Wednesday, May 20, 2020

276km Reception of Beacon in Wales on 28 MHz


During a Sporadic-E opening on the 20th of May 2020, I came across GW7HDS/B beacon in the south of Wales on 28.2215 MHz.

This is a very unusual beacon for me as it is 276 kms away and would normally be too far away for tropo and too close for Sporadic-E. When I heard it first, I thought it must have been some exceptionally short Sporadic-E.

I noticed however that the signal was pretty constant. After a few hours, it was still there and didn't behave like Sporadic-E.

By accident, I also noticed that the BBC Radio 4 signal on 104.9 MHz from Haverfordwest on the west coast of Wales was a big signal here. Even though it is some 140 kms distant, I was able to listen to it using just my mobile phone and the headset lead as an antenna.

Later in the evening, the GW7HDS beacon had gone and coincidentally, so had the signal on 104.9 MHz.

I often hear stations on the west coast of Wales on 10m on FT8 but it's hard to read any meaning into signals that are there in bursts and are infrequent. Are they tropo? Aircraft scatter? Back scatter?

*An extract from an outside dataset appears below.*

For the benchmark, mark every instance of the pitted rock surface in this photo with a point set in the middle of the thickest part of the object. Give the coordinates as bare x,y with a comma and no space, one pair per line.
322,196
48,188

Tropo conditions on the higher VHF bands like 2-metres and 70-cms are pretty common but not so much on the lower bands like 10-metres. Was it a tropo signal on 28 MHz? Possibly but I still suspect it might have been backscatter for Sporadic-E.

With the beacon frequency stored safely in a memory channel on the radio, I'll have to look out for it again in the future.